Наутро после знакомства он рассказывал Эните о Нике — все до мельчайших подробностей, с того самого момента, как отец передал ему в руки ларка крошечным малышом. Энита записывала на свой компьютер его голос, мгновенно преобразовывавшийся в текст, который она тут же правила, уточняя и детализируя — и вопросы ее были настолько профессиональны, что Алан подумал — зря она скромничала, когда сказала, что еще только учится. Докладчик из него, разумеется, получался плохой: то и дело сбивавшийся и забывавший, о чем речь, при взгляде на ее тонкие изящные пальцы, или на длинные ресницы, или на завиток волос на виске; но все же, благодаря терпению Эниты, биографию и привычки Ника удалось свести в более-менее полную картину.
На «вечерке» так же подробно Дайо расспрашивал Рилонду об атонской культуре и традициях, следующим вечером — наоборот, Дайо и Энита, по просьбе принца, разъясняли тонкости и нюансы эйринской философии «Разумной жизни». На третий день завязался спор о недавней премьере эйринского фильма «На краю Вселенной», снятого по книге известного эйринского писателя: Рилонда и Энита сходились во мнении, что фильм, как это часто случается, «испортил книгу», отбросив некоторые сюжетные линии и сместив акценты повествования, Дайо доказывал, что режиссер имеет право на собственную интерпретацию идей и событий.
Алан не особенно разбирался в атонских традициях, не знал эйринской философии, не читал книгу, потому что на Земле она не издавалась, и вообще больше был занят работой, подходя к столику друзей лишь изредка; но, несмотря на это, ощущал бесконечное счастье, буквально купаясь в атмосфере доброжелательности и тепла, которая как-то сама собой, без усилий и очень быстро сложилась между ними — четырьмя представителями совершенно разных цивилизаций.

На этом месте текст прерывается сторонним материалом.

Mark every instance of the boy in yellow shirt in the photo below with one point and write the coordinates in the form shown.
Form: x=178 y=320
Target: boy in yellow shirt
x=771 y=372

Никогда, за все его 17 предыдущих лет, у него не было такой замечательной компании…
Ну, а между ужинами и «вечерками», когда они собирались в зимнем саду и по очереди летали на Нике, Алан просто наслаждался — наслаждался возможностью дарить радость людям, ставшим для него дорогими, возможностью быть рядом с Энитой, и жалел только об одном — что эти счастливые минуты нельзя остановить, можно лишь бережно сохранить в памяти — навсегда…
Почти сразу их своеобразное общество привлекло внимание журналистов: на «вечерках» представители прессы всех планет перешептывались, переглядывались, украдкой щелкали камерами, предвкушая эксклюзивные заголовки будущих телевизионных и газетных новостей. Но больше всех старался оскорбленный Фаттах: он преследовал друзей не только на «вечерках», но и везде, где было возможно. То и дело из-за какого-нибудь угла выглядывали его быстрые, бегающие глазки и торчали белесые кудри; мрачное, злобное лицо вергийца сопровождало их повсюду. Приходилось делать вид, что Фаттах остается незамеченным, и приглушать голоса…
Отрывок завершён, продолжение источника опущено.